Glide Underground

Aluminum Fuel

Articles / Personal Stuff/Random News
Date: May 21, 2007 - 12:00 PM
In the quest to replace gasoline, a new possible option: Aluminum/Gallium pellets with water. The chemical reaction produces hydrogen, which you can then burn.

Hydrogen is generated spontaneously when water is added to pellets of the alloy, which is made of aluminum and a metal called gallium. The researchers have shown how hydrogen is produced when water is added to a small tank containing the pellets. Hydrogen produced in such a system could be fed directly to an engine, such as those on lawn mowers.
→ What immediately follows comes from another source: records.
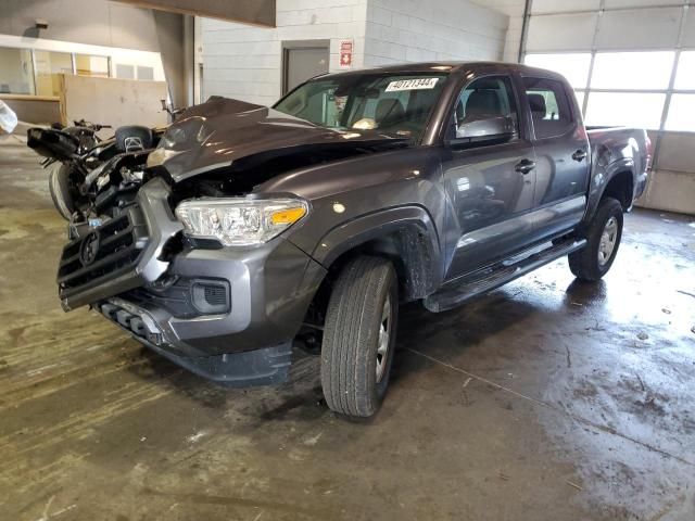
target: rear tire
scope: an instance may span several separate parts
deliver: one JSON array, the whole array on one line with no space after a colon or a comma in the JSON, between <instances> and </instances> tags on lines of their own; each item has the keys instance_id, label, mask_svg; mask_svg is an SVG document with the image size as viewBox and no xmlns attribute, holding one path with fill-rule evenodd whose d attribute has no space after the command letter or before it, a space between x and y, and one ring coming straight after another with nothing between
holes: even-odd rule
<instances>
[{"instance_id":1,"label":"rear tire","mask_svg":"<svg viewBox=\"0 0 695 521\"><path fill-rule=\"evenodd\" d=\"M569 269L584 282L595 282L608 272L622 239L622 205L612 198L598 204L596 215L583 233L586 246L569 255Z\"/></svg>"},{"instance_id":2,"label":"rear tire","mask_svg":"<svg viewBox=\"0 0 695 521\"><path fill-rule=\"evenodd\" d=\"M65 220L70 220L75 212L75 204L70 191L70 166L55 163L49 175L49 191L53 206Z\"/></svg>"},{"instance_id":3,"label":"rear tire","mask_svg":"<svg viewBox=\"0 0 695 521\"><path fill-rule=\"evenodd\" d=\"M395 351L397 277L391 262L351 260L331 293L321 346L321 385L336 412L372 416L389 385Z\"/></svg>"}]
</instances>

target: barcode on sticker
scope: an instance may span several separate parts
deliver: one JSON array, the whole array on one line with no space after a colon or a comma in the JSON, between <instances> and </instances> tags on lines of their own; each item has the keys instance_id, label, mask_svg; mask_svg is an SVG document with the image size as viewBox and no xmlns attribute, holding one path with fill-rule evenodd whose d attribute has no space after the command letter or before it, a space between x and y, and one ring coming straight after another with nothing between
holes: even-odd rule
<instances>
[{"instance_id":1,"label":"barcode on sticker","mask_svg":"<svg viewBox=\"0 0 695 521\"><path fill-rule=\"evenodd\" d=\"M422 90L433 89L439 78L417 78L417 79L400 79L391 81L387 87L387 92L397 92L400 90Z\"/></svg>"}]
</instances>

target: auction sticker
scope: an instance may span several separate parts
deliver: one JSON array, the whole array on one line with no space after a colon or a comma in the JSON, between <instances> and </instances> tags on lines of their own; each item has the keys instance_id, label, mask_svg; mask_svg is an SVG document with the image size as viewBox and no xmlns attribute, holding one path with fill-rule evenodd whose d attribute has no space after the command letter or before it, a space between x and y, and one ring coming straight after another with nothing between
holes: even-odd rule
<instances>
[{"instance_id":1,"label":"auction sticker","mask_svg":"<svg viewBox=\"0 0 695 521\"><path fill-rule=\"evenodd\" d=\"M439 78L399 79L397 81L391 81L386 91L433 89L437 81L439 81Z\"/></svg>"}]
</instances>

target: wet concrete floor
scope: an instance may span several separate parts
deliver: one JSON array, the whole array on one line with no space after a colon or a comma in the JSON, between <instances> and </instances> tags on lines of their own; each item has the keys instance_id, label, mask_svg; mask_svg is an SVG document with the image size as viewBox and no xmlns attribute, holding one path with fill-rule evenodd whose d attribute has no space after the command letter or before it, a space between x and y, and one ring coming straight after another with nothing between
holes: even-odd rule
<instances>
[{"instance_id":1,"label":"wet concrete floor","mask_svg":"<svg viewBox=\"0 0 695 521\"><path fill-rule=\"evenodd\" d=\"M370 423L317 359L226 390L64 314L64 223L0 142L0 519L694 520L695 218L636 211L598 284L559 260L466 307L402 309Z\"/></svg>"}]
</instances>

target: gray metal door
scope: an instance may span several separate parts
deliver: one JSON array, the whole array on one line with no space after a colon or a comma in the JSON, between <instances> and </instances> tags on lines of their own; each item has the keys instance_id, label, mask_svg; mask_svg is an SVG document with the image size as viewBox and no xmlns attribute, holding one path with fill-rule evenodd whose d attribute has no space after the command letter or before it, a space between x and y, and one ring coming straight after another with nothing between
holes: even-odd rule
<instances>
[{"instance_id":1,"label":"gray metal door","mask_svg":"<svg viewBox=\"0 0 695 521\"><path fill-rule=\"evenodd\" d=\"M328 73L330 59L328 47L285 49L285 85L287 93L308 78Z\"/></svg>"}]
</instances>

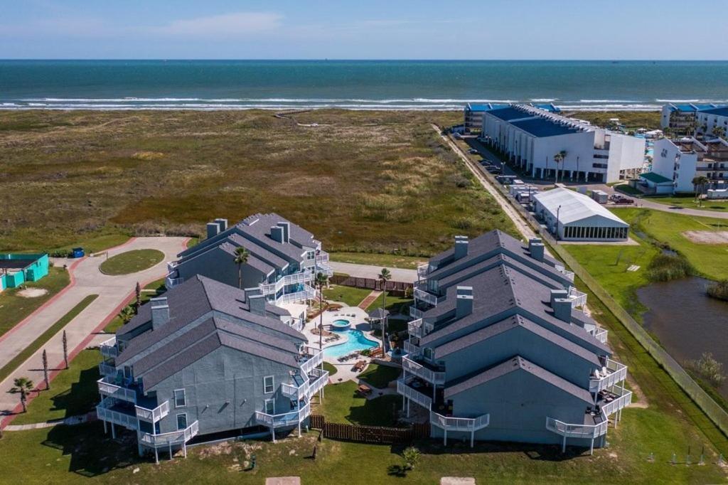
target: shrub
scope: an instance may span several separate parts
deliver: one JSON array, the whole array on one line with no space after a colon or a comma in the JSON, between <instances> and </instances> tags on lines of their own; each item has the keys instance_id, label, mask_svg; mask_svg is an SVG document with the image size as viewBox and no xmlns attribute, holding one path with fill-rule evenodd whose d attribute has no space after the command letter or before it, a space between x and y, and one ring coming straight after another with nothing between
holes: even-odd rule
<instances>
[{"instance_id":1,"label":"shrub","mask_svg":"<svg viewBox=\"0 0 728 485\"><path fill-rule=\"evenodd\" d=\"M728 301L728 280L716 281L708 287L708 296Z\"/></svg>"},{"instance_id":2,"label":"shrub","mask_svg":"<svg viewBox=\"0 0 728 485\"><path fill-rule=\"evenodd\" d=\"M652 281L670 281L695 272L689 261L678 254L658 254L647 266L647 277Z\"/></svg>"}]
</instances>

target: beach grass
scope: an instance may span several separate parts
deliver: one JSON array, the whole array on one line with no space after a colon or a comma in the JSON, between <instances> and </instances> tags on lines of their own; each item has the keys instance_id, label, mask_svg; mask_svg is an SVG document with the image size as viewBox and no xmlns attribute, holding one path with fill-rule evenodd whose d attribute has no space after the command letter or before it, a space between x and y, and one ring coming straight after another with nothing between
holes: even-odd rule
<instances>
[{"instance_id":1,"label":"beach grass","mask_svg":"<svg viewBox=\"0 0 728 485\"><path fill-rule=\"evenodd\" d=\"M256 110L8 112L0 248L99 251L274 211L332 252L426 257L456 234L515 234L430 126L461 117L331 109L296 115L319 124L304 127Z\"/></svg>"}]
</instances>

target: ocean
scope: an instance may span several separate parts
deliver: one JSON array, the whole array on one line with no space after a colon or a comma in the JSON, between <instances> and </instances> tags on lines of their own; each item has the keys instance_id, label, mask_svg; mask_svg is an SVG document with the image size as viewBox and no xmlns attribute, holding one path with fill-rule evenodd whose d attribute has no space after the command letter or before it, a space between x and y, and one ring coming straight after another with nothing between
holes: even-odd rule
<instances>
[{"instance_id":1,"label":"ocean","mask_svg":"<svg viewBox=\"0 0 728 485\"><path fill-rule=\"evenodd\" d=\"M0 60L2 109L655 110L728 103L727 61Z\"/></svg>"}]
</instances>

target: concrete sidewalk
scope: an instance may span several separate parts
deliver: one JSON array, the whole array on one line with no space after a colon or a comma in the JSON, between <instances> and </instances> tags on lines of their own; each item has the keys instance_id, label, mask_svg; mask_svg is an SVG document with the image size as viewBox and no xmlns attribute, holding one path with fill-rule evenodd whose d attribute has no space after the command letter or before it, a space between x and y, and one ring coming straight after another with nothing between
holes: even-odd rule
<instances>
[{"instance_id":1,"label":"concrete sidewalk","mask_svg":"<svg viewBox=\"0 0 728 485\"><path fill-rule=\"evenodd\" d=\"M0 341L0 367L9 362L88 295L97 294L98 298L65 327L69 358L84 347L98 344L109 338L108 335L94 335L94 333L100 329L99 327L103 328L102 323L105 325L121 309L127 299L133 294L137 282L143 286L163 277L167 273L167 261L176 259L177 253L185 248L186 240L185 237L136 237L108 250L109 256L134 249L158 249L165 253L162 262L131 275L108 276L101 273L98 267L106 260L105 256L84 258L74 267L69 268L72 275L70 288L50 304L41 307L3 336ZM14 378L28 377L36 386L44 387L41 357L43 348L48 352L49 367L52 369L63 368L62 334L63 331L51 337L44 347L0 382L0 416L12 414L18 406L17 396L9 393ZM55 373L58 371L54 371ZM0 421L0 426L8 421L7 417Z\"/></svg>"}]
</instances>

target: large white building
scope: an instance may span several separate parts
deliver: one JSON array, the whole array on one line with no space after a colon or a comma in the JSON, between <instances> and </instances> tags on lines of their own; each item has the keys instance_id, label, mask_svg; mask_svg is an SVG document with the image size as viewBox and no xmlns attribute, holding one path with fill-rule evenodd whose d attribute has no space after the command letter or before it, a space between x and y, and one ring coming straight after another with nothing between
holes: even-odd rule
<instances>
[{"instance_id":1,"label":"large white building","mask_svg":"<svg viewBox=\"0 0 728 485\"><path fill-rule=\"evenodd\" d=\"M484 111L483 134L537 178L616 182L635 177L645 141L526 105Z\"/></svg>"},{"instance_id":2,"label":"large white building","mask_svg":"<svg viewBox=\"0 0 728 485\"><path fill-rule=\"evenodd\" d=\"M534 212L564 241L624 241L630 225L583 194L557 188L533 197Z\"/></svg>"},{"instance_id":3,"label":"large white building","mask_svg":"<svg viewBox=\"0 0 728 485\"><path fill-rule=\"evenodd\" d=\"M692 192L692 179L705 176L711 181L705 189L722 189L728 184L728 142L722 138L698 141L662 138L654 142L652 172L673 181L673 192Z\"/></svg>"}]
</instances>

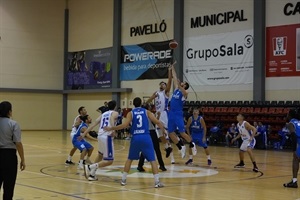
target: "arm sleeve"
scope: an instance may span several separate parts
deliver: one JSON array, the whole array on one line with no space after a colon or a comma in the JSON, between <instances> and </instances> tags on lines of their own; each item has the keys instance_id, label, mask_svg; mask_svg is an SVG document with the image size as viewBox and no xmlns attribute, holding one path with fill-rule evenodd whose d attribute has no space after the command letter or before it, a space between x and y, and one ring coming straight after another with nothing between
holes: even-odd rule
<instances>
[{"instance_id":1,"label":"arm sleeve","mask_svg":"<svg viewBox=\"0 0 300 200\"><path fill-rule=\"evenodd\" d=\"M297 150L297 136L295 132L291 133L291 141L292 141L292 150L296 151Z\"/></svg>"}]
</instances>

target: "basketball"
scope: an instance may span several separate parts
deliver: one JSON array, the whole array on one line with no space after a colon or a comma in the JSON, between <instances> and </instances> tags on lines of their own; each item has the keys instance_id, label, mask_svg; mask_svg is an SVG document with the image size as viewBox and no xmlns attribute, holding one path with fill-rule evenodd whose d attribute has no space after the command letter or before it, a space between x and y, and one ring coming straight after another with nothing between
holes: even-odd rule
<instances>
[{"instance_id":1,"label":"basketball","mask_svg":"<svg viewBox=\"0 0 300 200\"><path fill-rule=\"evenodd\" d=\"M178 46L178 43L175 40L170 41L169 47L170 49L176 49Z\"/></svg>"}]
</instances>

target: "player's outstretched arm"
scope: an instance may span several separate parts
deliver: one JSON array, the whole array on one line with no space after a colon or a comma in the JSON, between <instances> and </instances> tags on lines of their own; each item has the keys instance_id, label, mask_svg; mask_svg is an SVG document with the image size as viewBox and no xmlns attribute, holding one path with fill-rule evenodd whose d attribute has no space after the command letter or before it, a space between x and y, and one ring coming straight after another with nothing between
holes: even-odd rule
<instances>
[{"instance_id":1,"label":"player's outstretched arm","mask_svg":"<svg viewBox=\"0 0 300 200\"><path fill-rule=\"evenodd\" d=\"M206 138L207 128L206 128L206 123L205 123L205 121L202 117L200 119L200 123L201 123L201 126L203 128L203 137Z\"/></svg>"},{"instance_id":2,"label":"player's outstretched arm","mask_svg":"<svg viewBox=\"0 0 300 200\"><path fill-rule=\"evenodd\" d=\"M112 126L112 127L104 127L103 129L106 130L106 131L111 131L111 130L121 130L121 129L124 129L124 128L127 128L130 124L130 122L132 121L132 112L129 112L127 114L127 117L126 117L126 121L118 126Z\"/></svg>"},{"instance_id":3,"label":"player's outstretched arm","mask_svg":"<svg viewBox=\"0 0 300 200\"><path fill-rule=\"evenodd\" d=\"M156 119L156 117L149 110L147 110L147 116L154 124L157 124L160 130L162 130L162 133L165 132L163 124L158 119Z\"/></svg>"},{"instance_id":4,"label":"player's outstretched arm","mask_svg":"<svg viewBox=\"0 0 300 200\"><path fill-rule=\"evenodd\" d=\"M167 83L167 87L165 90L166 95L169 94L170 90L171 90L171 84L172 84L172 66L174 66L176 64L176 61L169 67L168 69L168 83Z\"/></svg>"},{"instance_id":5,"label":"player's outstretched arm","mask_svg":"<svg viewBox=\"0 0 300 200\"><path fill-rule=\"evenodd\" d=\"M190 126L191 126L191 123L192 123L192 117L190 117L186 123L186 132L188 135L191 135L190 133Z\"/></svg>"},{"instance_id":6,"label":"player's outstretched arm","mask_svg":"<svg viewBox=\"0 0 300 200\"><path fill-rule=\"evenodd\" d=\"M89 126L82 134L82 138L84 138L90 131L92 131L97 125L100 124L100 121L101 121L101 118L102 118L102 115L100 115L96 121L94 122L93 125Z\"/></svg>"},{"instance_id":7,"label":"player's outstretched arm","mask_svg":"<svg viewBox=\"0 0 300 200\"><path fill-rule=\"evenodd\" d=\"M252 135L251 135L251 139L253 139L253 137L256 136L256 133L257 133L257 129L252 126L251 124L249 124L249 122L246 122L245 123L245 128L248 130L248 131L252 131Z\"/></svg>"},{"instance_id":8,"label":"player's outstretched arm","mask_svg":"<svg viewBox=\"0 0 300 200\"><path fill-rule=\"evenodd\" d=\"M235 138L231 140L231 144L233 144L237 139L241 137L241 134L239 133Z\"/></svg>"},{"instance_id":9,"label":"player's outstretched arm","mask_svg":"<svg viewBox=\"0 0 300 200\"><path fill-rule=\"evenodd\" d=\"M177 73L176 73L176 71L175 71L174 65L172 65L172 78L173 78L174 88L178 88Z\"/></svg>"},{"instance_id":10,"label":"player's outstretched arm","mask_svg":"<svg viewBox=\"0 0 300 200\"><path fill-rule=\"evenodd\" d=\"M295 126L293 123L288 123L287 128L289 129L289 131L291 133L292 150L296 151L297 150L297 135L296 135Z\"/></svg>"},{"instance_id":11,"label":"player's outstretched arm","mask_svg":"<svg viewBox=\"0 0 300 200\"><path fill-rule=\"evenodd\" d=\"M82 128L82 129L81 129L82 134L83 134L85 131L87 131L87 130L88 130L88 128ZM89 131L89 132L90 132L90 131ZM93 137L89 134L89 132L87 132L87 133L85 134L85 137L87 137L87 138L90 139L90 140L98 141L96 138L93 138Z\"/></svg>"},{"instance_id":12,"label":"player's outstretched arm","mask_svg":"<svg viewBox=\"0 0 300 200\"><path fill-rule=\"evenodd\" d=\"M152 96L146 101L146 103L151 103L151 102L153 101L153 99L155 99L156 96L157 96L157 93L154 92L154 93L152 94Z\"/></svg>"}]
</instances>

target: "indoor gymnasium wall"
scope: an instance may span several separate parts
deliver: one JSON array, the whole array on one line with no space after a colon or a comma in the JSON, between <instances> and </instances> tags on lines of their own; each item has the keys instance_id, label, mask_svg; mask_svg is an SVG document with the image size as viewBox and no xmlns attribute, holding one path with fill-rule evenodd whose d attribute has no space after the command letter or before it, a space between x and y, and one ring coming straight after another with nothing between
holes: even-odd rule
<instances>
[{"instance_id":1,"label":"indoor gymnasium wall","mask_svg":"<svg viewBox=\"0 0 300 200\"><path fill-rule=\"evenodd\" d=\"M0 88L63 89L65 1L0 0ZM22 129L62 127L62 95L0 92Z\"/></svg>"},{"instance_id":2,"label":"indoor gymnasium wall","mask_svg":"<svg viewBox=\"0 0 300 200\"><path fill-rule=\"evenodd\" d=\"M286 56L278 56L285 62L287 60L291 64L283 66L289 70L300 66L300 1L299 0L266 0L266 27L272 30L274 27L278 27L275 30L275 37L285 37L287 45ZM290 25L296 25L295 28L291 28ZM298 36L295 39L296 32L298 30ZM272 38L271 38L272 39ZM270 39L270 40L271 40ZM296 43L296 48L295 48ZM273 46L276 44L270 44L270 51L273 50ZM297 51L298 49L298 51ZM296 56L295 56L296 54ZM291 57L292 56L292 57ZM295 58L296 57L296 58ZM296 59L298 60L296 61ZM268 64L266 62L266 64ZM293 69L292 69L293 70ZM270 75L266 78L266 100L299 100L300 99L300 69L294 70L292 73L285 75L284 72L278 72L276 75Z\"/></svg>"},{"instance_id":3,"label":"indoor gymnasium wall","mask_svg":"<svg viewBox=\"0 0 300 200\"><path fill-rule=\"evenodd\" d=\"M228 73L231 76L231 67L233 66L231 64L237 64L236 62L239 61L236 60L241 60L240 57L225 55L223 57L212 56L207 60L203 58L191 59L188 58L188 49L213 51L213 49L218 49L220 45L226 45L226 48L233 47L234 43L244 46L239 44L238 40L235 41L235 36L231 34L235 34L242 39L247 34L253 36L253 0L186 0L184 7L185 66L183 71L185 80L189 81L194 89L189 89L188 100L252 100L253 63L249 64L250 68L248 68L247 63L245 64L247 65L247 71L241 72L243 73L242 76L233 72L235 74L228 80L208 82L206 79L210 76L224 77ZM236 20L227 20L228 15L232 13L237 17ZM205 17L211 15L219 16L219 22L213 20L213 25L209 23L204 25ZM201 26L200 20L202 20ZM208 40L209 42L207 42ZM251 54L248 56L249 60L252 59ZM195 57L198 56L195 55ZM190 66L192 70L199 71L196 72L198 74L193 75L190 72Z\"/></svg>"},{"instance_id":4,"label":"indoor gymnasium wall","mask_svg":"<svg viewBox=\"0 0 300 200\"><path fill-rule=\"evenodd\" d=\"M105 101L111 100L111 93L98 94L68 94L68 127L72 129L75 117L78 115L78 108L84 106L91 116L93 122L98 118L99 112L96 110L104 105Z\"/></svg>"},{"instance_id":5,"label":"indoor gymnasium wall","mask_svg":"<svg viewBox=\"0 0 300 200\"><path fill-rule=\"evenodd\" d=\"M155 2L155 3L154 3ZM124 0L122 4L122 45L134 45L147 42L162 42L173 39L173 0L164 1L140 1L140 0ZM143 34L131 36L130 28L144 26L147 24L160 25L160 19L166 23L166 31L153 34ZM133 80L122 81L122 88L133 88L131 94L122 94L122 104L133 107L131 104L135 97L147 99L159 88L159 82L166 79L149 79L149 80Z\"/></svg>"},{"instance_id":6,"label":"indoor gymnasium wall","mask_svg":"<svg viewBox=\"0 0 300 200\"><path fill-rule=\"evenodd\" d=\"M113 2L69 0L69 52L112 47Z\"/></svg>"},{"instance_id":7,"label":"indoor gymnasium wall","mask_svg":"<svg viewBox=\"0 0 300 200\"><path fill-rule=\"evenodd\" d=\"M22 130L61 130L62 95L0 92L1 101L12 103L13 119Z\"/></svg>"},{"instance_id":8,"label":"indoor gymnasium wall","mask_svg":"<svg viewBox=\"0 0 300 200\"><path fill-rule=\"evenodd\" d=\"M113 2L69 0L69 52L112 47ZM72 128L80 106L85 106L96 120L99 114L96 109L111 99L111 93L68 94L67 129Z\"/></svg>"}]
</instances>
"When water is added to the pellets, the aluminum in the solid alloy reacts because it has a strong attraction to the oxygen in the water," Woodall said.

This reaction splits the oxygen and hydrogen contained in water, releasing hydrogen in the process.
The trick to controlling generation? Don't add water until you need the hydrogen.

It can work fairly well - they're still working on the details of fueling up and managing the system, though. No sign of a fuel capacity gauge (something you definitely want in a vehicle), and no sign of whether this will be cartridges, or pellets you roll in.

Major issue: instead of an empty tank (what you get with hydrogen or liquid fuel processes), when you're out of fuel you've got a tank/cartridge/whatever full of aluminum oxide and liquefied Gallium to clean out.

There's also a worry over the range of travel and efficiency:

"How does this compare with conventional technology? Well, if I put gasoline in a tank, I get six kilowatt hours per pound, or about two and a half times the energy than I get for a pound of aluminum. So I need about two and a half times the weight of aluminum to get the same energy output, but I eliminate gasoline entirely, and I am using a resource that is cheap and abundant in the United States. If only the energy of the generated hydrogen is used, then the aluminum-gallium alloy would require about the same space as a tank of gasoline, so no extra room would be needed, and the added weight would be the equivalent of an extra passenger, albeit a pretty large extra passenger."
He goes on about the projected cost, too:

A midsize car with a full tank of aluminum-gallium pellets, which amounts to about 350 pounds of aluminum, could take a 350-mile trip and it would cost $60, assuming the alumina is converted back to aluminum on-site at a nuclear power plant.
For the record: a tank of gas will get someone about 300 miles, and currently costs about $30 for a decent-sized (non-SUV) car.

Keep working on it. I'm not convinced yet.